I better say this first; YES, people can change but ...
This particular blog post is geared for people who are in the dating scene and are faced with a prospective "partner" decision. Here is what I ask singles all the time, "If the person you are dating were to be exactly like they are right now forever would you still marry them?" There's your answer on, "Should I marry this person?" It's naïve to think you are going to change someone.
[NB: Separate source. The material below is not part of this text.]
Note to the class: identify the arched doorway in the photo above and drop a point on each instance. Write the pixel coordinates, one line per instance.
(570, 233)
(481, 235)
I highly recommend that people never marry someone based on who they think they will become! Marry them based on who they are currently. (You could stop reading now and have the info you need!) I realize that if you are marrying someone right out of high school or college they are still growing in so many areas of life that they may change some, even a lot ... we all do. This is why it's usually a good idea to wait to be married until after college. Who someone is as a person for the most part will be who they will always be. Make sense? I know it's easy to believe the lies, "I promise to change!" Or to feel that you can change them. But you can't! They can only change if and when they are willing to change themselves. (And as a Christian I would add: They can only change when they are ready to allow God to work in their heart!)
Can people change? That's the question of the day, isn't it. I mean we all have people in our lives that need to change, and that we are hoping will change. And many times they themselves even know they need to change and want to change. But will they? Do they? Will they do what is necessary to change? Sometimes, but not always.
As a person who believes in people and the power of transformation ... especially when God is involved, I want to believe that people can change, but will they?
Let me clarify here; I do believe that people can change! But to marry someone with the hope or expectation of them changing is not a good idea.
What has been your experience with this?